Comparison of single- and dual-tracer pharmacokinetic modeling of dynamic contrast-enhanced MRI data using low, medium, and high molecular weight contrast agents.

Pharmacokinetic parameters corresponding to perfused microvascular volume determined from dynamic contrast-enhanced (DCE) MRI data were compared to immunohistochemical measures of microvascular density (MVD) and perfused microvascular density. DCE MRI data from human mammary tumors (MDA-MB-435) implanted in nude mice using low (Gd-DTPA, MW approximately equal 0.6 kDa), medium (Gadomer-17, MW(eff) approximately equal 35 kDa), and high (PG-Gd-DTPA, MW approximately equal 220 kDa) molecular weight contrast agents were analyzed with single- and dual-tracer pharmacokinetic models. MVD values were determined by two manual counting methods, "hot spot" and summed region of interest (SROI). Pharmacokinetic parameters determined using the single-tracer model (Gd-DTPA [n = 15] and Gadomer-17 [n = 13]) did not correlate with MVD measures using either manual counting method.

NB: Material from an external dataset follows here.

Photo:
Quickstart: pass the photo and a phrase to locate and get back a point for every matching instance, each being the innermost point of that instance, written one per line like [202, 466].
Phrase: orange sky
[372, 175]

For dual-tracer studies (Gadomer-17/Gd-DTPA [n = 15] and PG-Gd-DTPA/Gd-DTPA [n = 13]), pharmacokinetic parameters demonstrated a statistically significant correlation with MVD determined by the SROI method, but not the "hot spot" method. Ten mice successfully underwent intravital FITC-labeled lectin perfusion with the hemisphere of highest lectin labeling correlating with pharmacokinetic parameter values in 9 of 10 tumors (single-tracer Gd-DTPA [n = 2], single-tracer Gadomer-17 [n = 3], and dual-tracer Gadomer-17/Gd-DTPA [n = 5]). This study demonstrates that dual-tracer DCE MRI studies yield pharmacokinetic parameters that correlate with immunohistochemical measures of MVD.